Граф Набедренных отмахнулся, словно ему было недосуг.

— Не мешайте графу печалиться, это непочтительно, — укорил За’Бэя господин Солосье и немедленно вернулся к хэру Ройшу: — Я клянусь вам, этот человек бросил немалое своё состояние на поиски бессмертия.

— Вы фантазируете, Жорж, — не выдержал Мальвин. — Ну кто в наш просвещённый век будет вкладывать финансы в такую откровенную чепуху?

— В чепуху или не в чепуху, а вспоминаем мы сегодня о нём лишь потому, что до нас дошли вести о его кончине, — с ядовитым удовольствием отметил хэр Ройш.

— Да только из этого не следует, что неудачу он потерпел во всех своих начинаниях. Хэр Ройш, вы большой любитель раскапывать чужие тайны по переписке. Будьте так добры, расскажите мне, откуда произошёл его наследник. Давайте вернёмся к этой беседе, когда вы убедитесь, что матери…

Еле слышно вздохнув, господина Солосье вдруг прервал граф Набедренных. Говорил он со своей типической задумчивой улыбкой:

— А ведь Британия — остров, что даже хуже, чем город в кольце казарм. Как можно, хватаясь за поиски бессмертия, не просчитывать последствия? Встаёт ведь угроза чудовищного перенаселения.

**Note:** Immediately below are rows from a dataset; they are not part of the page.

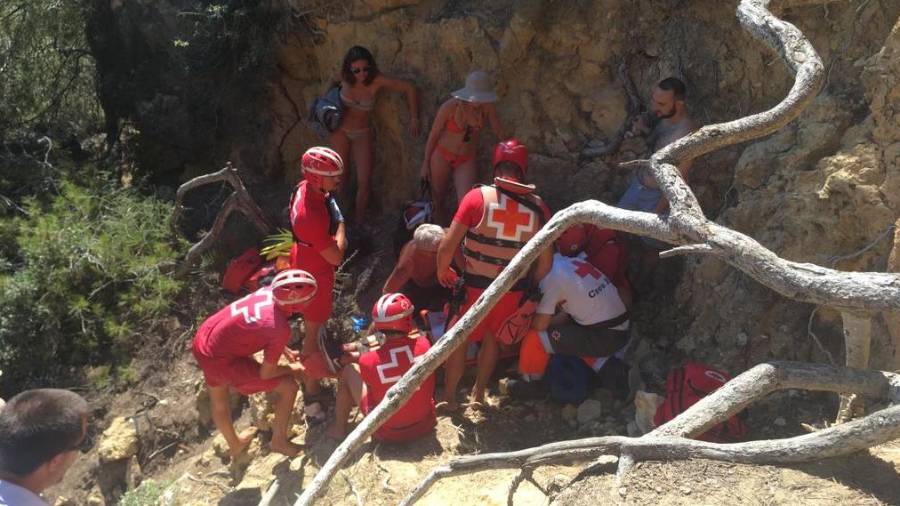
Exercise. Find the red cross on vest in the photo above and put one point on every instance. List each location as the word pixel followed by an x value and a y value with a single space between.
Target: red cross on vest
pixel 583 269
pixel 250 307
pixel 508 219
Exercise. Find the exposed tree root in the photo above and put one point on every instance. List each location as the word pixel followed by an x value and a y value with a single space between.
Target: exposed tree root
pixel 669 442
pixel 686 225
pixel 239 200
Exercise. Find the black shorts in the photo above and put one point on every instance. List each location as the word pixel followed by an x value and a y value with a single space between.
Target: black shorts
pixel 432 298
pixel 577 340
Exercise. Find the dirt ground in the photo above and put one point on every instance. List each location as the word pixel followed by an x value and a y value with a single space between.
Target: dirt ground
pixel 183 457
pixel 383 474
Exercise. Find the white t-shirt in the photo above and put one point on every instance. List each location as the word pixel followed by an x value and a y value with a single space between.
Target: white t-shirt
pixel 583 292
pixel 14 495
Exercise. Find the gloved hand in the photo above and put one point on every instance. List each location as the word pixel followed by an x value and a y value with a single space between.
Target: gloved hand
pixel 334 210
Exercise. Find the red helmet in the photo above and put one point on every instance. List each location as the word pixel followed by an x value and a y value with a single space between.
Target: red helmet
pixel 393 311
pixel 511 151
pixel 572 241
pixel 319 162
pixel 292 289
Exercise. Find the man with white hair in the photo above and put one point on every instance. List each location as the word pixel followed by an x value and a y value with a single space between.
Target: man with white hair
pixel 416 272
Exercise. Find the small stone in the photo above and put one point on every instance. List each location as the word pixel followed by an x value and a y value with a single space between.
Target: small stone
pixel 503 385
pixel 220 446
pixel 119 441
pixel 589 411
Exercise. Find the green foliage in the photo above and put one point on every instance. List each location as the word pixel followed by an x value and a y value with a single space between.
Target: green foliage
pixel 148 493
pixel 90 276
pixel 47 72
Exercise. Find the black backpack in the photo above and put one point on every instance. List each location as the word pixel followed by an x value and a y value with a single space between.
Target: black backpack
pixel 326 111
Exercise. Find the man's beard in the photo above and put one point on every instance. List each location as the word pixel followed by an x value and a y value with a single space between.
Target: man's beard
pixel 668 114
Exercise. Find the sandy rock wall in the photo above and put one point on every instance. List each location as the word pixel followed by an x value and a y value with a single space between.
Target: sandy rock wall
pixel 822 188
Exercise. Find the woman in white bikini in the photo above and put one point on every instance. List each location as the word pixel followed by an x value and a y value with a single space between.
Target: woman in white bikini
pixel 360 82
pixel 453 139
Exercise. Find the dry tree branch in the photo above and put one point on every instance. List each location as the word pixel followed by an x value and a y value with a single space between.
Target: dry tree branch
pixel 239 200
pixel 668 441
pixel 686 224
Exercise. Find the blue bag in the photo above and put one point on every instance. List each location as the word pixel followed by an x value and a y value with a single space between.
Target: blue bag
pixel 569 378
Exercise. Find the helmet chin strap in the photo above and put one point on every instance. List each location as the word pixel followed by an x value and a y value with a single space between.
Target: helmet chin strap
pixel 513 186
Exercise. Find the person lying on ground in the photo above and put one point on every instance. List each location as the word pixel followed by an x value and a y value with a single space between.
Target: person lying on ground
pixel 42 432
pixel 580 313
pixel 667 122
pixel 360 83
pixel 226 342
pixel 415 274
pixel 400 344
pixel 452 142
pixel 493 223
pixel 320 243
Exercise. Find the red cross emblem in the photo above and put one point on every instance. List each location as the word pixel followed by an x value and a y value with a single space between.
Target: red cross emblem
pixel 583 269
pixel 250 307
pixel 510 221
pixel 385 373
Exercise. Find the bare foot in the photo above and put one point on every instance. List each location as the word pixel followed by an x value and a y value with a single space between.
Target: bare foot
pixel 445 407
pixel 244 439
pixel 335 433
pixel 286 448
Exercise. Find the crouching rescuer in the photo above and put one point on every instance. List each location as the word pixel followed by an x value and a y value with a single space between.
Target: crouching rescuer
pixel 493 223
pixel 580 313
pixel 226 342
pixel 396 345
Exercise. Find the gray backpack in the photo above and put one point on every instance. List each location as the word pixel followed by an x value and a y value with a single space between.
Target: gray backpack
pixel 326 111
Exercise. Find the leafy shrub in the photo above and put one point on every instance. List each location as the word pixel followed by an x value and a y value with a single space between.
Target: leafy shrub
pixel 90 276
pixel 148 493
pixel 48 72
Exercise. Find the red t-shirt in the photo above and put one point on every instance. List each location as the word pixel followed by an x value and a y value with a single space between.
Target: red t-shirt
pixel 471 208
pixel 380 369
pixel 310 221
pixel 244 327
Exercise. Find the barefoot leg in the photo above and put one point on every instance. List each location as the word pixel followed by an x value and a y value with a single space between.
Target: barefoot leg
pixel 287 394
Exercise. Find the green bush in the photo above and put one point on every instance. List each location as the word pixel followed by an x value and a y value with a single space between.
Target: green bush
pixel 48 72
pixel 89 276
pixel 148 493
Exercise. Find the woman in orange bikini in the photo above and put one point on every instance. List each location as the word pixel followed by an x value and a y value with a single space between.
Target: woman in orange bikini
pixel 454 136
pixel 360 83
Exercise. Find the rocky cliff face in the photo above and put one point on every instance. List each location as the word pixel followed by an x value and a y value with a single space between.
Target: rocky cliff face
pixel 817 191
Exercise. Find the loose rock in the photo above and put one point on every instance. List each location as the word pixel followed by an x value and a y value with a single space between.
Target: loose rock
pixel 119 441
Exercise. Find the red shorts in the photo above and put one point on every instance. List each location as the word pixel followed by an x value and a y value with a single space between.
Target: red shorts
pixel 319 308
pixel 390 434
pixel 506 306
pixel 241 373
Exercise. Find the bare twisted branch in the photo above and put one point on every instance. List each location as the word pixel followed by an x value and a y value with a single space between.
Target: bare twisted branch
pixel 685 225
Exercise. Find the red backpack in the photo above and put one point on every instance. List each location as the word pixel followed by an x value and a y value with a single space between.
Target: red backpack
pixel 688 384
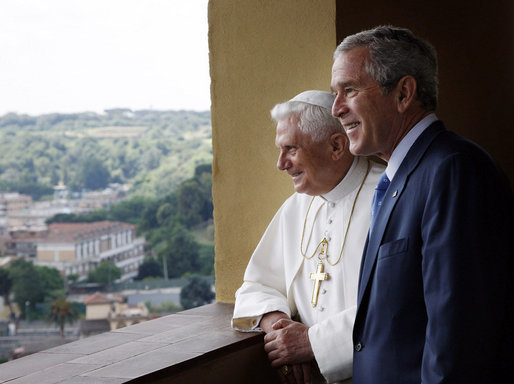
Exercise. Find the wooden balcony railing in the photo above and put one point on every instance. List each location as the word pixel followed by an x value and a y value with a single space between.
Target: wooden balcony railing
pixel 193 346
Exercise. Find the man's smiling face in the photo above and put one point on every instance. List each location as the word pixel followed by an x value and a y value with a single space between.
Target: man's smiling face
pixel 367 113
pixel 305 160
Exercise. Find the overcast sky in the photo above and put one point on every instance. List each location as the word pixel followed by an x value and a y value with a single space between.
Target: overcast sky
pixel 89 55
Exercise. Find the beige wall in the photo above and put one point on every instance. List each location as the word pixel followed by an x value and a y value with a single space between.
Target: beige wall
pixel 261 53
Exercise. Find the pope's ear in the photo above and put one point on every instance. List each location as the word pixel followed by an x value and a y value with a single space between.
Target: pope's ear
pixel 339 143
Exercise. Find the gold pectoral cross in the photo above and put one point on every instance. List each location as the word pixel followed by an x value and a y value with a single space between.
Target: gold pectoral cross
pixel 318 277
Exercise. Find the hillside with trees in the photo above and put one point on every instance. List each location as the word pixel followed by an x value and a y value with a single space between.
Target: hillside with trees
pixel 153 151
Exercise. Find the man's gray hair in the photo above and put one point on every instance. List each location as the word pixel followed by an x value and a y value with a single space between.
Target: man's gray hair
pixel 314 120
pixel 395 53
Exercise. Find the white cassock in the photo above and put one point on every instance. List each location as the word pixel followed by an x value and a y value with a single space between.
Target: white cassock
pixel 277 277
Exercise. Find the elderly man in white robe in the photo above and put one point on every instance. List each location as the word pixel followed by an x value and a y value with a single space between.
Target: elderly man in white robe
pixel 300 286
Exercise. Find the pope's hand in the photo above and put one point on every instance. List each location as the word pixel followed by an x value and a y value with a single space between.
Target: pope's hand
pixel 288 343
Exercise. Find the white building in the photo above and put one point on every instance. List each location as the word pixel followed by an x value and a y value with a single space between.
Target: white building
pixel 78 248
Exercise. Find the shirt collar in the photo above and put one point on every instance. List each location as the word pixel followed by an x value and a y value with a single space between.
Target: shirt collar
pixel 351 181
pixel 403 147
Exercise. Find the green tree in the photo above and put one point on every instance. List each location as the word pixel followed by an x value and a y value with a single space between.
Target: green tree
pixel 195 293
pixel 5 287
pixel 92 174
pixel 61 312
pixel 181 252
pixel 149 268
pixel 106 273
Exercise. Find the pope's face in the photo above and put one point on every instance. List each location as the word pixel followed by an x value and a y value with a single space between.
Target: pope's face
pixel 368 115
pixel 306 161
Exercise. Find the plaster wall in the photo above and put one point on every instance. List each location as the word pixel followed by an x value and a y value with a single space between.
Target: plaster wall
pixel 261 53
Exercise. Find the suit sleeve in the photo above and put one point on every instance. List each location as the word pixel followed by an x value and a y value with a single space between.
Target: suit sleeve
pixel 465 264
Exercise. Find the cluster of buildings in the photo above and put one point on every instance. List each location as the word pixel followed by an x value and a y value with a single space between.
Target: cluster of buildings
pixel 72 248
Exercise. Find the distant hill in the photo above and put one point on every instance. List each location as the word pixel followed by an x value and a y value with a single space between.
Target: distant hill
pixel 154 151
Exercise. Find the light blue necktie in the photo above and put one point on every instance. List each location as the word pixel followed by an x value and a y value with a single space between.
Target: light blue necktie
pixel 380 191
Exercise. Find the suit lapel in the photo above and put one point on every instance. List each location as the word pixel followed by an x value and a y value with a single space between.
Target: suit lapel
pixel 392 195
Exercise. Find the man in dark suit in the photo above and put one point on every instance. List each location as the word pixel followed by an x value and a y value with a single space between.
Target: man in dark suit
pixel 435 298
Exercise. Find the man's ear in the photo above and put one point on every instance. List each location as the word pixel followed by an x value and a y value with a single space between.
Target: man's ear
pixel 339 143
pixel 405 92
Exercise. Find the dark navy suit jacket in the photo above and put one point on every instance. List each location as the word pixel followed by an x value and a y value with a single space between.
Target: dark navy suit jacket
pixel 435 301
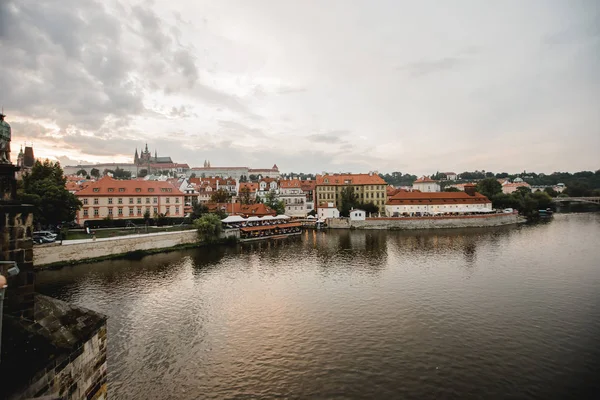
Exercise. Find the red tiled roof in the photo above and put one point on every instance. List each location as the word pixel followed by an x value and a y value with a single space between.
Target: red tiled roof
pixel 424 179
pixel 252 186
pixel 128 187
pixel 402 198
pixel 350 179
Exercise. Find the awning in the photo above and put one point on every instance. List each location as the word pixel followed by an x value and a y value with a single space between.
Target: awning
pixel 233 218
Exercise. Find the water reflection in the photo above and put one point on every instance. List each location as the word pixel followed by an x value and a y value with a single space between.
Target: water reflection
pixel 490 313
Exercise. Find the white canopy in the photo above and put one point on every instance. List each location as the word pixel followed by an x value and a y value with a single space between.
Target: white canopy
pixel 233 218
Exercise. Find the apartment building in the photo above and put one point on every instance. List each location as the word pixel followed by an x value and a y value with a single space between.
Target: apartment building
pixel 128 199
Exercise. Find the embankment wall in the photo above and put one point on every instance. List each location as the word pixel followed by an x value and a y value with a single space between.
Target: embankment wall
pixel 79 250
pixel 426 222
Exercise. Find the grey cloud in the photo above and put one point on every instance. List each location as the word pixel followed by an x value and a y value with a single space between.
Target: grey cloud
pixel 423 68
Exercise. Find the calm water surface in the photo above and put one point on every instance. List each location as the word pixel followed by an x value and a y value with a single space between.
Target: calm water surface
pixel 512 312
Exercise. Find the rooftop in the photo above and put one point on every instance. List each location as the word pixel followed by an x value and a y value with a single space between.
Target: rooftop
pixel 350 179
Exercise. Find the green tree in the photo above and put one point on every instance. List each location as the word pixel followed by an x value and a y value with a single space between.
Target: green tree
pixel 44 188
pixel 489 187
pixel 245 195
pixel 220 196
pixel 209 227
pixel 348 201
pixel 198 211
pixel 273 202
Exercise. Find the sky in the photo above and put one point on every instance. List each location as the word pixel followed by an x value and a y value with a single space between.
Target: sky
pixel 337 86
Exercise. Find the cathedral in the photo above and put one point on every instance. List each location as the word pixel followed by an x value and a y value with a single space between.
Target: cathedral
pixel 146 158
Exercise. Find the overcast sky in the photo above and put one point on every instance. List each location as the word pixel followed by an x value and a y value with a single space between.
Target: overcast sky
pixel 411 86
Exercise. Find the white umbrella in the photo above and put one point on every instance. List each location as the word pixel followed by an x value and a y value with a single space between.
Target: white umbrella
pixel 233 218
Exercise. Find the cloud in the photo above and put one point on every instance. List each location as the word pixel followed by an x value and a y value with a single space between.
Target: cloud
pixel 429 85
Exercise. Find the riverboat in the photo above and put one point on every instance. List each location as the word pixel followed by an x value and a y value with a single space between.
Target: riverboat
pixel 267 227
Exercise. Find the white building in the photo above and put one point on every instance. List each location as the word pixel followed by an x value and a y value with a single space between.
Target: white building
pixel 294 198
pixel 426 185
pixel 419 203
pixel 358 215
pixel 328 211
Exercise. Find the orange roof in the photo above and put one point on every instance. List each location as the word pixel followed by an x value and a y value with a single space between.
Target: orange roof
pixel 401 198
pixel 108 186
pixel 424 179
pixel 350 179
pixel 252 186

Скопцов тоже вздохнул. Вот какая есть интересная оказия: так уж повелось нынче в Петерберге, что длинные волосы в моде и почёте именно у аристократов, а людям попроще вроде бы полагается стричься коротко. Сам он, конечно, относился именно к тем, кто попроще — что с того, что сын генерала, — а хвост всё равно отрастил, даже подвивал иногда украдкой. Красиво ведь, хотелось, вот и господин Солосье так же делал. И надо же было такому случиться, что не далее как сегодня утром Скопцов с кем-то в Академии неудачно столкнулся, извинился, а ему в ответ: «Прихвостень!».